Molomo explained that the National Planning Commission has assumed the functions of the erstwhile National Strategy Office, the Government Implementation Coordination Office, the Vision 2036 Coordinating Agency and the planning structures of the Ministry of Finance and Economic Development. Some details on the structure are still being worked out but for this financial year all merged entities will bring their approved 2022/23 resources to the National Planning to enable it to carry out its mandate.
A budget proposal has been prepared to cater for preliminary financial and human resource operational requirements for the 2023/4 financial year. Molomo explained that no pre-planned developments will be halted as a result of the deferment of NDP 12. Infact, he said, the two-year TNDP will be prioritised to cover ongoing projects, including of District and Urban Development Plans, some which have not yet been implemented owing to the COVID-19 pandemic and other challenges.
Molomo emphasised that the transitional NDP will be partial to high impact projects that have the potential to facilitate economic growth, taking into account national policy priority areas that are in line with the broader transformation of the economy. In his presentation in Parliament on 6 October, the Minister of State President, Kabo Morwaeng, said Botswana’s development planning system is well established and has been in place for nearly six decades.

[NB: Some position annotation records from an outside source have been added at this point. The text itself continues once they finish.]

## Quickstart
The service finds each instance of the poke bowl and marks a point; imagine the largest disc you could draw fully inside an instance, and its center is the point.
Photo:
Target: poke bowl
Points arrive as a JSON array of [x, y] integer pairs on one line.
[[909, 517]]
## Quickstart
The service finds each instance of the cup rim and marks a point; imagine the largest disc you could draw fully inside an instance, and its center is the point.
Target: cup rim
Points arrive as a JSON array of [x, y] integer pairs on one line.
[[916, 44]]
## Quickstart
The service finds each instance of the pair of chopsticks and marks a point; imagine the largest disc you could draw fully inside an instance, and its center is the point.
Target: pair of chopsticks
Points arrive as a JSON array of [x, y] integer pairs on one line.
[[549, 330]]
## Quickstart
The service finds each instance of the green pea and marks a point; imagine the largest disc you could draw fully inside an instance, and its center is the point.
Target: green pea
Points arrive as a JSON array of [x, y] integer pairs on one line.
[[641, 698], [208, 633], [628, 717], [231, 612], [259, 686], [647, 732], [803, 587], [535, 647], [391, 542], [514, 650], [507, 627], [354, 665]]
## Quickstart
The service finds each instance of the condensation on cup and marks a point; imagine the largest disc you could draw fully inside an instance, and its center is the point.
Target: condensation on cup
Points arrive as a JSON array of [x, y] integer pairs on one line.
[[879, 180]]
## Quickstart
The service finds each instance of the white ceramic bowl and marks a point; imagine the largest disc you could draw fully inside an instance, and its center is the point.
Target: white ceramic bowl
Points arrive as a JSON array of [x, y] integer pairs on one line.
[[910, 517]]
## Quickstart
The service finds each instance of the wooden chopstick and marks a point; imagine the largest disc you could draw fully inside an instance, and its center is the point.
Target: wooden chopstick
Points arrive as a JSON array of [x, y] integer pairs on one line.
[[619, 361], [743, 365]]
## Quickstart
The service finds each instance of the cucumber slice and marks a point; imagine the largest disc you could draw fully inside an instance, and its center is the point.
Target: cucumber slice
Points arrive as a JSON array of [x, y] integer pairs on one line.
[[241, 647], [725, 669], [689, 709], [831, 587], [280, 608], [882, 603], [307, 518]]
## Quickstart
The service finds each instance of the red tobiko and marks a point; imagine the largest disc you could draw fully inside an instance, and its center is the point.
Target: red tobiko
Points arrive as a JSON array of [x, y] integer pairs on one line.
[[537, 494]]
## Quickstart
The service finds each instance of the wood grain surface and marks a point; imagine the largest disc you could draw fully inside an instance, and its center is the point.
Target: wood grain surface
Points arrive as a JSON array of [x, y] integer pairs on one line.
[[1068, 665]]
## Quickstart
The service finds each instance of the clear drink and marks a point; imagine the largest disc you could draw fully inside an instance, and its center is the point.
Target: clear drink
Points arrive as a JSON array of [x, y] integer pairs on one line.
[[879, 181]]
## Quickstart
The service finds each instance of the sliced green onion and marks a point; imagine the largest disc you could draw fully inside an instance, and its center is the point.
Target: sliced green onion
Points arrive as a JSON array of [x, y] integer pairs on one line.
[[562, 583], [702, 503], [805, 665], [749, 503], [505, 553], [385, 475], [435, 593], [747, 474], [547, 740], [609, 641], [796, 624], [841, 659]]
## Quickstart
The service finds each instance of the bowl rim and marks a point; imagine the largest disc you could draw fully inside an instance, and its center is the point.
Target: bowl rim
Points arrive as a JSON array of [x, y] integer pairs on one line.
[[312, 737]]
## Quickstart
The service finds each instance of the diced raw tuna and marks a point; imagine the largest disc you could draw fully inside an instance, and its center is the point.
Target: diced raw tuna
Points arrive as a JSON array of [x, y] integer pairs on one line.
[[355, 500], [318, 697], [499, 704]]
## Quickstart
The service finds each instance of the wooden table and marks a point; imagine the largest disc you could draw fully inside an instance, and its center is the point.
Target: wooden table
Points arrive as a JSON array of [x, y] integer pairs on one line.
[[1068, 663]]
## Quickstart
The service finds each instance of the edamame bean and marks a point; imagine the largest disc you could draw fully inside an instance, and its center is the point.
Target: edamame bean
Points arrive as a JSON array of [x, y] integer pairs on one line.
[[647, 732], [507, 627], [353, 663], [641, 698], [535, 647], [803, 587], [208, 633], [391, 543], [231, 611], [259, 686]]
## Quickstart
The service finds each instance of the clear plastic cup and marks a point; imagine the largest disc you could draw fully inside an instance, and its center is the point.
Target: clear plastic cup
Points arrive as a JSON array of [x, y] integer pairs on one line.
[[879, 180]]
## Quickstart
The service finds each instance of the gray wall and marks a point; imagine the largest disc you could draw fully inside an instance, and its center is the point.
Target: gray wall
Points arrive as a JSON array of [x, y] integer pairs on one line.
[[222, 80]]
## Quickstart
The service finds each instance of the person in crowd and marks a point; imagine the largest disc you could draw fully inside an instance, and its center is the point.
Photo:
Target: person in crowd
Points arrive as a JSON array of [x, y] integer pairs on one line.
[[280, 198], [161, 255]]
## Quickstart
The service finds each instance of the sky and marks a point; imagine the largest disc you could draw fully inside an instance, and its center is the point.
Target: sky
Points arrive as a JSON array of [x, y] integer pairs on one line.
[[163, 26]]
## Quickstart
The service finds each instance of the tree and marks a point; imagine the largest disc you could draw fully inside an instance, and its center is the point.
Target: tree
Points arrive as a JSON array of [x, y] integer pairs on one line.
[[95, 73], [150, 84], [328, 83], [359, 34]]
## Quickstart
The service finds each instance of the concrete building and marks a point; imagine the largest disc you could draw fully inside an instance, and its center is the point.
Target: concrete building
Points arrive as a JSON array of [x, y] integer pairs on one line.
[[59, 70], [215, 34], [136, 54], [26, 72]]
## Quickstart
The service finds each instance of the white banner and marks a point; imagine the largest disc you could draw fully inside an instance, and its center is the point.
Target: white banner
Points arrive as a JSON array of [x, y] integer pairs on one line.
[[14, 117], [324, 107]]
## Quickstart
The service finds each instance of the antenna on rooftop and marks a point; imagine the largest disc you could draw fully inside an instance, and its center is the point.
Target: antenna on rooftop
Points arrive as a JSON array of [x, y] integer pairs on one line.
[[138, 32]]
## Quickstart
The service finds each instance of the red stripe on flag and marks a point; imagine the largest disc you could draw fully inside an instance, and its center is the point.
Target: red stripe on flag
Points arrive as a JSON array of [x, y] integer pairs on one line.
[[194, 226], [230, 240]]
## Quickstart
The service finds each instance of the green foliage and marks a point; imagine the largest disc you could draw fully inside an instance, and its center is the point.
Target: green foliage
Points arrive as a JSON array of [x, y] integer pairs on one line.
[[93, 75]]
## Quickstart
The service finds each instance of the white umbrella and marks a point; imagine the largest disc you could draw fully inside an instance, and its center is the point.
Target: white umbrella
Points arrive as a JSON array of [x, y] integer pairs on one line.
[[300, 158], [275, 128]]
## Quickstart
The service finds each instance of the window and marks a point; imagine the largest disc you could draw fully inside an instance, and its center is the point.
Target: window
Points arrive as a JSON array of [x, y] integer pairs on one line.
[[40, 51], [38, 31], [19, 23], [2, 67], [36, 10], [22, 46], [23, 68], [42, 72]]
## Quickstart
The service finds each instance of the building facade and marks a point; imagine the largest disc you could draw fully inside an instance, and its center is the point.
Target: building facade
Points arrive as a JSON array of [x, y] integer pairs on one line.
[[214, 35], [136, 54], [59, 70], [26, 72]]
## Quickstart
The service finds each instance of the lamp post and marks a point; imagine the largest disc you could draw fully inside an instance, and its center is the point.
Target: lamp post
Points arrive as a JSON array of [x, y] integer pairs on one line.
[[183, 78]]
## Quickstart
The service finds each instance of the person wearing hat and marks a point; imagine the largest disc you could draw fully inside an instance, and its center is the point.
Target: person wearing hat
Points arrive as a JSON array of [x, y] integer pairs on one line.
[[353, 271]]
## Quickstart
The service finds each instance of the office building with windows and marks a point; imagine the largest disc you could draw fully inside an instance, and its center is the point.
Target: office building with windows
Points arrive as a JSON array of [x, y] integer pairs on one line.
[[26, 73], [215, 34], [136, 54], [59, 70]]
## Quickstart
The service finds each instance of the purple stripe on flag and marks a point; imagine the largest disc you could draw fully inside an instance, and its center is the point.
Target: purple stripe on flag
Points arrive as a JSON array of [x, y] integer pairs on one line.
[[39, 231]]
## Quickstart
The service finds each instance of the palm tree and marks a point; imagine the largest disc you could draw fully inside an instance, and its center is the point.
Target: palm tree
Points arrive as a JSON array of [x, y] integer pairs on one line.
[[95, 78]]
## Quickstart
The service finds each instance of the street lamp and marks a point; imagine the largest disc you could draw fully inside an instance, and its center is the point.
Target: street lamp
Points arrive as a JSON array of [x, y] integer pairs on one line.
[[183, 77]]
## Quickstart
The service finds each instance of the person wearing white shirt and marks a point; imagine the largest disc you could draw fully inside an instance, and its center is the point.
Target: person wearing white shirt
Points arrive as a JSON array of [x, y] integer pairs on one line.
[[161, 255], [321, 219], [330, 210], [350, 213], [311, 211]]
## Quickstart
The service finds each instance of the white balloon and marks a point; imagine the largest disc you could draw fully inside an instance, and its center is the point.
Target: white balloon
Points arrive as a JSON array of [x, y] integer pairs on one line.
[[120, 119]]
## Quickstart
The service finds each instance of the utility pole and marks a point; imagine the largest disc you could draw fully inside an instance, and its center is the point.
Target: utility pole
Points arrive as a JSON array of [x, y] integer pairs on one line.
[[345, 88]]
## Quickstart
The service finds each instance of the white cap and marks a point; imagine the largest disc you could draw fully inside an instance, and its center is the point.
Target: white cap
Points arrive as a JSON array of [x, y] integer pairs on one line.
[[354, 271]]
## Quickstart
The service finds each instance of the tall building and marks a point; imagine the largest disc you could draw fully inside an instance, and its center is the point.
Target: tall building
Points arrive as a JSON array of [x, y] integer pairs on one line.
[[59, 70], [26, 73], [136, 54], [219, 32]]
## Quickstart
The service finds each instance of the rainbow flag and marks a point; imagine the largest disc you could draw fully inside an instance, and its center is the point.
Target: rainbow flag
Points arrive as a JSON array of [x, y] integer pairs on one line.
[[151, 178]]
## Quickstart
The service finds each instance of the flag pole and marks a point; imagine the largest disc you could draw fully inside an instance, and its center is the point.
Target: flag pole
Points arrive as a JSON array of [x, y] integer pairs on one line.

Minister Morwaeng noted that since independence, national development planning has been executed under the portfolio of the ministry responsible for finance and development planning, supported by local level planning under the ministry responsible for local government. At the national level, through a rationalisation exercise, the system was recently reformed with the separation of planning from financing, resulting in establishment of the National Planning Commission. These reforms, Morwaeng said, are in line with Vision 2036 which has recognised that “there may be a need for reforms, review of structures, processes and legal frameworks”. He noted: “It has since been observed that more reforms need to be undertaken on the planning system if Botswana is to achieve the ideals of Vision 2036.”
Some of the identified key issues to be addressed through the reforms are the need to ensure that development planning and implementation are sufficiently responsive and adaptive to achieving the much-needed structural transformation in the economy to address problems of unemployment, poverty and inequality, along with slowing economic growth. Significantly, Morwaeng noted that the planning cycle is not aligned with the electoral cycle, and there is no clear process by which a newly elected administration can influence the content of a plan.
There is also a widening misalignment between district and urban planning and national development planning, noting that the process has not adequately facilitated an improved preparation, costing and appraisal of development projects for effective transformation through prioritisation of high-impact projects. “With NDP 11 coming to an end on the 31st March 2023 and implementation of NDP 12 expected to commence on the 1st April 2023, the period may not be sufficient to fully develop and introduce the reforms to the planning system,” said the minister.
It is therefore imperative to delay development and implementation of NDP12 to allow for institutionalisation of the reforms to be undertaken. To that end, Minister Morwaeng successfully asked Parliament to approve Molomo’s two-year Transitional National Development Plan that he tabled before the House for implementation from 1st April 2023 to 31st March 2025.